As the authors note: “In the mid-1970s the US economy slowed down drastically, ending a period of rapid expansion that had been fueled by: (1) the buildup of consumer liquidity during the war; (2) the second great wave of automobilization in the United States; (3) a period of cheap energy based on the massive exploitation of oil; (4) the rebuilding of the war-torn European and Japanese economies; (5) two regional wars in Asia, and Cold War military spending in general; and (6) a period of unrivaled US hegemony. As the external conditions lifting the economy during these years gradually waned, conditions of stagnation reemerged.”  
 
The destruction of capital on a massive scale during World War II provided room for profitable investment in the real economy.
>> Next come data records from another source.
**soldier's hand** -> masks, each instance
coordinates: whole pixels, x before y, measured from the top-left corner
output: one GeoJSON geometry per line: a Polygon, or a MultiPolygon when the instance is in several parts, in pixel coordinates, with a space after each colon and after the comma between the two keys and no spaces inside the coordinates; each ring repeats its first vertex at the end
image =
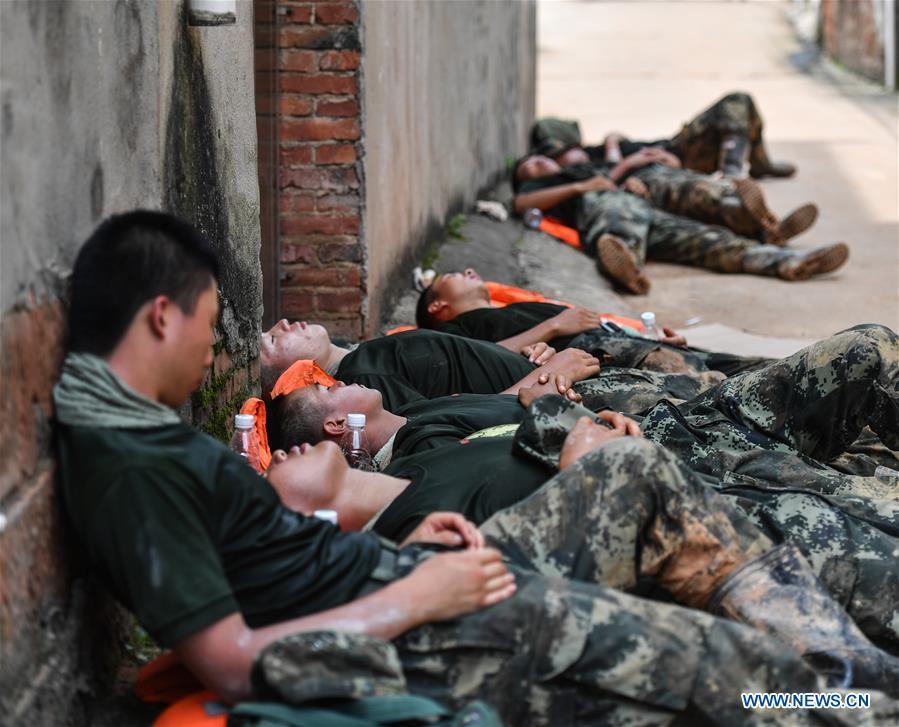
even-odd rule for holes
{"type": "Polygon", "coordinates": [[[570,381],[583,381],[599,373],[599,359],[579,348],[566,348],[543,364],[540,373],[561,374],[570,381]]]}
{"type": "Polygon", "coordinates": [[[457,512],[432,512],[409,533],[409,537],[400,544],[400,547],[411,543],[483,548],[484,536],[477,525],[457,512]]]}
{"type": "Polygon", "coordinates": [[[556,336],[573,336],[602,325],[602,318],[587,308],[566,308],[549,319],[556,336]]]}
{"type": "Polygon", "coordinates": [[[521,355],[527,356],[528,361],[537,364],[538,366],[542,366],[549,361],[555,352],[556,349],[544,341],[538,341],[537,343],[525,346],[521,349],[521,355]]]}
{"type": "Polygon", "coordinates": [[[687,345],[687,339],[673,329],[668,328],[668,326],[662,326],[662,333],[665,334],[659,339],[659,341],[661,341],[662,343],[667,343],[670,346],[687,345]]]}
{"type": "Polygon", "coordinates": [[[432,556],[404,580],[421,623],[478,611],[515,593],[515,576],[493,548],[432,556]]]}
{"type": "Polygon", "coordinates": [[[613,192],[616,189],[618,189],[618,186],[615,182],[601,174],[578,183],[578,191],[581,194],[585,192],[613,192]]]}
{"type": "Polygon", "coordinates": [[[559,394],[571,401],[580,402],[581,395],[572,389],[571,385],[571,379],[563,374],[544,372],[537,378],[536,384],[519,389],[518,401],[525,409],[531,405],[532,401],[546,394],[559,394]]]}
{"type": "Polygon", "coordinates": [[[572,462],[576,462],[588,452],[598,449],[606,442],[628,436],[636,427],[636,435],[642,436],[636,422],[616,412],[600,412],[598,416],[609,426],[597,424],[590,417],[581,417],[568,432],[559,455],[559,469],[564,470],[572,462]],[[614,418],[613,416],[614,415],[614,418]],[[620,419],[618,419],[620,417],[620,419]],[[626,420],[626,421],[623,421],[626,420]],[[633,427],[628,425],[630,422],[633,427]]]}

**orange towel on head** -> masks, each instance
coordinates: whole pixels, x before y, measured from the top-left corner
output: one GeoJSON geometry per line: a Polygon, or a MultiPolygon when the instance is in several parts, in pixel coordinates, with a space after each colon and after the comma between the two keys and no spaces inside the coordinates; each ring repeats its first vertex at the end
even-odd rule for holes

This, combined with the external factors listed above, fueled the post-war boom. However, as investment in capital resources (plant, equipment, technology, innovation etc) began to outpace investment in living capital (the humans that use the technology and whose labour can be exploited for profit), the system began to stagnate. The result was a turn to finance capital as an avenue for profitable investment. So, amidst a general trend toward stagnation, “the so-called economic booms of the 1980s and ‘90s were powered by the rapid growth of financial speculation leveraged by increasing debt, primarily in the private sector.”
 
While impossible to summarize all the best parts of this book without stretching this review beyond its limits, all I can do is implore you to pick this book up and check it out. For those of us arguing that the crisis of capitalism is a long-term one and cannot be done away by getting rid of its most flagrant financial abuses, it reemphasizes those points in a new light and synthesizes varying points to create a stronger argument about the systemic role of capitalism in its latest financial crisis.